Profile Image for Kimberly.
172 reviews
June 23, 2018
I agree with other reviewers that the section on small side yards is the strongest and there aren't many other new ideas. Worth a check-out from the library but not something you'll find yourself wanting to own and return to over and over.
Profile Image for Pam Penick.
Author 4 books10 followers
January 8, 2013
Garden Up! offers great ideas for adding vertical dimension to your garden, whether you garden on a spacious rural or suburban lot or are making the most of a tiny, narrow side yard. For instance, suburban gardeners often start with a blank slate, a flat plane of grass with maybe a shade tree or two, and it can be daunting to figure out how to make an inviting garden space out of it. Susan and Rebecca share their experience as garden designers to illustrate how vertical hardscaping (arbors, trellises, fencing, walls, and the like) and layering plants to bridge the mid-level between grass and trees can define human-scaled garden spaces.

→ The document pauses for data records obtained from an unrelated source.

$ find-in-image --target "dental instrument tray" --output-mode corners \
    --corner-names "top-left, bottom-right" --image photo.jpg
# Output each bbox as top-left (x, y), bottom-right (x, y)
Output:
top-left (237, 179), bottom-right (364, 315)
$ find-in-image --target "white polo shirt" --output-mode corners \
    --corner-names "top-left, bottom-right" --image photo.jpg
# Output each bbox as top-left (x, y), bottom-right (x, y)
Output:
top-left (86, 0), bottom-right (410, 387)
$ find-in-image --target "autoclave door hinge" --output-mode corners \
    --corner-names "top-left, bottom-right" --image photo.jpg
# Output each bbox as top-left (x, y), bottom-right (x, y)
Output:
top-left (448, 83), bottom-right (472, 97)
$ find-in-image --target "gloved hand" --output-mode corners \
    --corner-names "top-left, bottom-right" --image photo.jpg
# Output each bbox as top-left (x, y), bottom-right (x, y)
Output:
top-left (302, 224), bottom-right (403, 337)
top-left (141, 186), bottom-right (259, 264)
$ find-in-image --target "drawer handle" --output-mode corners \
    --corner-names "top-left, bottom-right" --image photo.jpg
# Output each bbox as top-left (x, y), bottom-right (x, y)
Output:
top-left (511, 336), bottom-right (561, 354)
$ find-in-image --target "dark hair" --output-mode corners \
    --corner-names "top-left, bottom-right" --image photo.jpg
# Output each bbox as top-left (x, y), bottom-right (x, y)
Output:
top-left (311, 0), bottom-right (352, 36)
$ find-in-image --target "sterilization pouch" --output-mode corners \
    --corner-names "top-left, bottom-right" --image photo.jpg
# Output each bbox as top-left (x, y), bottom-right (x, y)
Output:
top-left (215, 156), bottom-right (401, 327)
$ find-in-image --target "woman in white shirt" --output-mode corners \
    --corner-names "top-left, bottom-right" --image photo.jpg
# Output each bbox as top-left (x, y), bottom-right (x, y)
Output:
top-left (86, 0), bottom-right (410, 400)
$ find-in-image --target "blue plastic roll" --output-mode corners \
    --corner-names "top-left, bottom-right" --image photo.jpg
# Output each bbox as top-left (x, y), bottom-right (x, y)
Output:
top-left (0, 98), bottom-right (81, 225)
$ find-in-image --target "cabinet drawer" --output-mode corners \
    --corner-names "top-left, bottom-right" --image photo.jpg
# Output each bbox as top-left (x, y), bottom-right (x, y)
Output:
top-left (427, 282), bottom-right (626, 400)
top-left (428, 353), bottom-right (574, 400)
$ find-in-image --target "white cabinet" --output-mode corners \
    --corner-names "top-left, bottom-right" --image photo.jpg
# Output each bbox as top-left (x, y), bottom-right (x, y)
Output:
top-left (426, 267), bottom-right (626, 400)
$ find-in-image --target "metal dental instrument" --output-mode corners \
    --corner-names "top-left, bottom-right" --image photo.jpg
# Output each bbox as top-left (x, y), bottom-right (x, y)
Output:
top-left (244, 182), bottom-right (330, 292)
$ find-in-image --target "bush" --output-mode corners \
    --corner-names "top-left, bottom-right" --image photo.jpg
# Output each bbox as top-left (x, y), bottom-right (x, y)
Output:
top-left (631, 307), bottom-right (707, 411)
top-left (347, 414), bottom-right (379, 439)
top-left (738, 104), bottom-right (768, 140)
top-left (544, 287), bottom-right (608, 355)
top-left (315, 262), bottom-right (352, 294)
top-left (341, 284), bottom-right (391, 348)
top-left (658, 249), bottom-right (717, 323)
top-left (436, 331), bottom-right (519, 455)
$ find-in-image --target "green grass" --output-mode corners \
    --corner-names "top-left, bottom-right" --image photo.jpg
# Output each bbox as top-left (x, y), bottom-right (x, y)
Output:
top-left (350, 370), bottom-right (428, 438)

Likewise, the city gardener on a tight urban lot needs to capitalize on every inch of space, and gardening vertically is the key. The authors suggest using containers of different heights to create a layered effect in narrow spaces like balconies and around the edges of courtyards. Gardening up on the walls is also a great technique, whether with traditional trellises or contemporary succulent “pictures.”

I also like how they juxtapose before-and-after shots to illustrate how to garden up. Throughout the book they take a garden shot and break out the elements, with separate pictures and text, to show what makes the garden work. It’s a very illustrative method of explaining the essence of good vertical design.
36 reviews
January 1, 2012
Being newer to gardening, I was looking for a plethora, or even a few, new ideas. I did not get them here. There are a lot of interesting looking things in pictures, but they aren't labeled, so I had, and still have, no idea what plants were being used - something that I value a lot as I go about learning in this area. The due date came up at the library, and this was returned, unfinished, as a result - and I don't plan on finishing it either.
Profile Image for Stacey.
1,002 reviews
February 9, 2015
Great ideas for the gardener, especially those with limited yard spaces. My only concern with this e-book was that the photos did not always correspond with the section being read. Otherwise, very good book, full of various garden topics from edibles, to florals, to screens, to wall art and pocket gardens, to designs and list of plants to use. Sections were concise and easy to read. Recommend this to my gardening friends.
Profile Image for Tamara.
1,459 reviews640 followers
Read
October 29, 2012
Mostly just flipped through for container ideas. Might try to find a pocket system online; not too interested in making my own. Also like the idea of wire mesh baskets that I could hook to the edge of the deck railing...
Profile Image for Naomi.
361 reviews7 followers
April 27, 2012
Not really the type of information I was hoping for but the pictures are pretty and I did get a couple of ideas, however won't be reading the book again.